I never wish to receive a letter like this again.
The letter below came several years ago from a MountainWings subscriber...
Itís a true story. At times we are driven to take drastic measures because we have not been fully exposed to safer yet reasonable options and information. The ending of the story could have been quite different. It is time to read it.
My sister was overweight all her life. All through grade school, high school, and then college she has faced kids (and adults) looking down on her and even making fun of her because of her size.
When she was 32 years old, her six-year-old son, Cameron, Innocently asked her, "Mommy, why are you so fat?" With tears in her eyes, she told him that she was going to change that. She had just realized that her only child was ashamed of her. He showed signs of embarrassment when she picked him up from school. After all, most of the other kids had mommies with beautiful bodies.
Her son did not have a daddy in his life so she knew she had to do something about her weight. She wanted her son to be proud of his mother since she was the only parent he had in his life. So just a few days before her 33rd birthday, she went into the hospital to have gastric bypass (weight loss) surgery.
Little Cameron's main concern was that she would be in the hospital on her birthday. "Don't worry," she told him, "you can have mommy a birthday party when I get out." Satisfied with that, he kissed his mommy one last time before going into surgery. The surgery went well, but the day after did not. My sister went into cardiac arrest (for an unknown reason) and died.

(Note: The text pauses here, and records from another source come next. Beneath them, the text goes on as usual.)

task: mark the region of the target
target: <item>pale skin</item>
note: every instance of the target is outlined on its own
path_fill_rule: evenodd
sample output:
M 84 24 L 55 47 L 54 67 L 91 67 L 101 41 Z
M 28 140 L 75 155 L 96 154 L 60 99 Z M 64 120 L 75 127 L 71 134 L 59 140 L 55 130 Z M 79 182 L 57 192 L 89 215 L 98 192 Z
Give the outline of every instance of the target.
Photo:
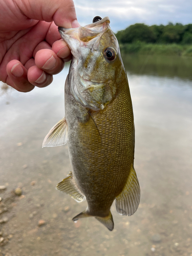
M 72 0 L 0 0 L 0 80 L 18 91 L 45 87 L 72 55 L 58 27 L 79 26 Z

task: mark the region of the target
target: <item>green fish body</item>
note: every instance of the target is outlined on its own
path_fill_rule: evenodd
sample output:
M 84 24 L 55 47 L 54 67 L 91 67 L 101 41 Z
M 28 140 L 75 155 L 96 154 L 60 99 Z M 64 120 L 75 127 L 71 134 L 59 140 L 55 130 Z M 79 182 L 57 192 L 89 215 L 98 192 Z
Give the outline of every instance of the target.
M 57 186 L 86 210 L 73 219 L 95 217 L 110 230 L 110 211 L 132 215 L 140 200 L 134 168 L 135 129 L 126 72 L 108 17 L 86 27 L 59 28 L 73 55 L 65 84 L 66 116 L 44 146 L 68 141 L 73 171 Z

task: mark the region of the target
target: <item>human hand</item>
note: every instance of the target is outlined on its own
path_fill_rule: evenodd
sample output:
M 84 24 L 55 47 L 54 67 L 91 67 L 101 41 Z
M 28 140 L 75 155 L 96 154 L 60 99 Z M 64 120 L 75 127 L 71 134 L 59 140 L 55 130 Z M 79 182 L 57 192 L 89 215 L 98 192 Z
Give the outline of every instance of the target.
M 0 0 L 0 80 L 24 92 L 48 86 L 72 57 L 57 26 L 79 26 L 73 1 Z

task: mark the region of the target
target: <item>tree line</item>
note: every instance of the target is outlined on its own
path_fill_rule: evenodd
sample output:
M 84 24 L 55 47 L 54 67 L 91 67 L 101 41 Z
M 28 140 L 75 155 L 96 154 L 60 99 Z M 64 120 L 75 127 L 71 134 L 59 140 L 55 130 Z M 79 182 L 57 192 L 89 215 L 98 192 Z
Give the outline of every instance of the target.
M 137 23 L 124 30 L 118 31 L 116 36 L 119 43 L 136 42 L 157 44 L 192 44 L 192 24 L 183 25 L 180 23 L 167 25 L 147 26 Z

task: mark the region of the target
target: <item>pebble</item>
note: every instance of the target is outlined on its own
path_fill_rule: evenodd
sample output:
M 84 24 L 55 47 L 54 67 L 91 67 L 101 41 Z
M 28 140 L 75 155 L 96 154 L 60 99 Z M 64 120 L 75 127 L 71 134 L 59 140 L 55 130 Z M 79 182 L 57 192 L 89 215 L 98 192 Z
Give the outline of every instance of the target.
M 17 187 L 15 189 L 15 194 L 19 197 L 22 195 L 22 189 L 20 187 Z
M 4 217 L 0 220 L 0 223 L 6 223 L 9 221 L 9 219 L 7 217 Z
M 69 206 L 66 206 L 65 208 L 64 208 L 64 210 L 66 212 L 67 212 L 68 211 L 69 211 Z
M 57 218 L 57 214 L 53 214 L 53 218 L 54 218 L 54 219 L 56 219 L 56 218 Z
M 30 214 L 29 216 L 30 219 L 33 219 L 33 214 Z
M 152 237 L 152 240 L 153 242 L 160 242 L 161 241 L 161 236 L 159 234 L 155 234 Z
M 46 224 L 46 222 L 44 220 L 39 220 L 39 222 L 38 223 L 38 226 L 39 227 L 41 227 L 41 226 L 43 226 L 44 225 L 45 225 Z
M 6 186 L 0 186 L 0 190 L 4 190 L 6 189 Z

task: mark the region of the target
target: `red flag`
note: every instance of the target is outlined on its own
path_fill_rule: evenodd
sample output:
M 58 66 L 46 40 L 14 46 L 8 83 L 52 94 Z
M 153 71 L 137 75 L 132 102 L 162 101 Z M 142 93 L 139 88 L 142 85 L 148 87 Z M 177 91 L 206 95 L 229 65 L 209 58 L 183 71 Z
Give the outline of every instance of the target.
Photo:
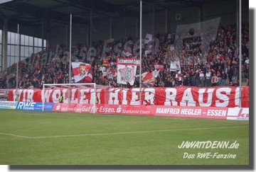
M 155 77 L 152 72 L 144 72 L 142 74 L 142 80 L 148 86 L 153 86 Z
M 102 65 L 103 65 L 103 66 L 108 66 L 108 65 L 109 65 L 108 59 L 103 59 Z
M 85 77 L 84 83 L 91 83 L 92 81 L 92 71 L 90 72 L 87 76 Z

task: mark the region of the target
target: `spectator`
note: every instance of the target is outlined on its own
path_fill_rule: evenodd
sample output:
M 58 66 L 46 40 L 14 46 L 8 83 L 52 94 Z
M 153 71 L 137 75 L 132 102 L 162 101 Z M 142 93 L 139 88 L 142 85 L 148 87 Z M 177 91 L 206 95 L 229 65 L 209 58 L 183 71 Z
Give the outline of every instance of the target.
M 218 79 L 216 74 L 214 73 L 213 77 L 211 78 L 212 86 L 215 86 L 218 85 Z
M 226 73 L 225 73 L 224 71 L 223 71 L 222 75 L 221 75 L 221 83 L 220 86 L 225 86 L 225 80 L 227 79 L 228 76 Z

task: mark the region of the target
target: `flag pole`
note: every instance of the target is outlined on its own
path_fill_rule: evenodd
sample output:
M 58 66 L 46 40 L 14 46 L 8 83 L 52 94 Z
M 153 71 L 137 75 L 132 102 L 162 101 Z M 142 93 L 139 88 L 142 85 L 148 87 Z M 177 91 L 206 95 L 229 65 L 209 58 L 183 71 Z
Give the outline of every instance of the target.
M 18 60 L 19 60 L 19 45 L 20 45 L 20 40 L 19 40 L 19 24 L 18 24 L 17 25 L 17 33 L 18 33 L 18 43 L 17 43 L 17 45 L 18 45 L 18 54 L 17 54 L 17 66 L 16 66 L 16 98 L 17 98 L 17 96 L 18 95 Z
M 241 0 L 239 0 L 239 108 L 242 108 L 242 35 Z
M 70 65 L 69 65 L 69 84 L 71 84 L 71 39 L 72 39 L 72 13 L 70 13 Z
M 139 104 L 142 105 L 142 0 L 140 0 L 139 15 Z
M 70 65 L 69 65 L 69 84 L 71 84 L 71 41 L 72 40 L 72 13 L 70 13 Z M 70 89 L 68 89 L 68 103 L 70 103 Z

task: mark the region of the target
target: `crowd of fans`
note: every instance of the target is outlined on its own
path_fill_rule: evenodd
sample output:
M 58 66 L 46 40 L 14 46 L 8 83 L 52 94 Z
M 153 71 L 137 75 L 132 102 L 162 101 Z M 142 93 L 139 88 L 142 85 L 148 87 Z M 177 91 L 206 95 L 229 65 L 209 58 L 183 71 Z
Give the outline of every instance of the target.
M 160 39 L 160 35 L 154 35 Z M 236 41 L 236 25 L 220 26 L 217 38 L 210 42 L 210 47 L 206 52 L 205 58 L 201 57 L 202 47 L 198 39 L 193 38 L 183 40 L 183 47 L 178 51 L 171 50 L 175 34 L 166 33 L 160 42 L 157 52 L 145 54 L 146 46 L 142 51 L 142 73 L 154 70 L 154 63 L 164 64 L 164 69 L 159 71 L 155 79 L 154 87 L 173 87 L 178 86 L 208 87 L 215 86 L 239 86 L 239 59 Z M 73 62 L 82 62 L 92 65 L 92 81 L 99 85 L 107 85 L 114 87 L 131 86 L 117 84 L 117 67 L 116 59 L 119 57 L 114 52 L 114 45 L 124 43 L 132 38 L 123 37 L 116 41 L 111 47 L 110 52 L 102 57 L 104 42 L 92 42 L 92 46 L 97 50 L 96 56 L 85 57 L 88 46 L 77 44 L 73 49 Z M 43 84 L 69 83 L 69 53 L 65 45 L 60 46 L 63 51 L 55 55 L 46 64 L 42 64 L 42 54 L 33 55 L 33 65 L 29 63 L 19 64 L 18 88 L 42 88 Z M 127 52 L 127 47 L 120 47 L 123 52 Z M 133 48 L 133 46 L 132 46 Z M 55 49 L 52 50 L 55 51 Z M 122 53 L 121 55 L 124 55 Z M 139 58 L 139 56 L 132 58 Z M 249 86 L 249 24 L 242 25 L 242 81 Z M 108 59 L 109 64 L 106 71 L 102 72 L 100 67 L 105 59 Z M 181 70 L 171 71 L 170 62 L 179 60 Z M 0 78 L 0 88 L 11 88 L 16 86 L 16 64 L 14 64 L 13 74 L 9 78 L 4 72 Z M 137 74 L 139 74 L 139 67 Z M 75 83 L 72 74 L 71 83 Z M 81 82 L 83 82 L 82 80 Z M 133 87 L 139 87 L 138 79 L 135 80 Z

It was the hardest thing in the world for me to do, to tell my six-year-old nephew that his mommy was gone. He seemed numb and did not cry for a good while. Then he looked up at me with tears falling down his cheeks and said, "I wish Mommy didn't have that surgery; I liked her fat."
My heart sank.
It was then that I realized how much of an impact a person's words, remarks and comments can have on someone. She made the final decision to have that surgery, knowing there was a chance she would not make it, just because of what OTHER people thought of her.
To this day (four years later), Cameron still looks up into the sky before he goes to bed at night and says, "Good night mommy, you're a beautiful angel with a new body." And each year on her birthday, we go to the cemetery with helium-filled birthday balloons and sing "Happy Birthday" to mommy. Then we release the balloons and watch them go up to heaven where mommy saves them all.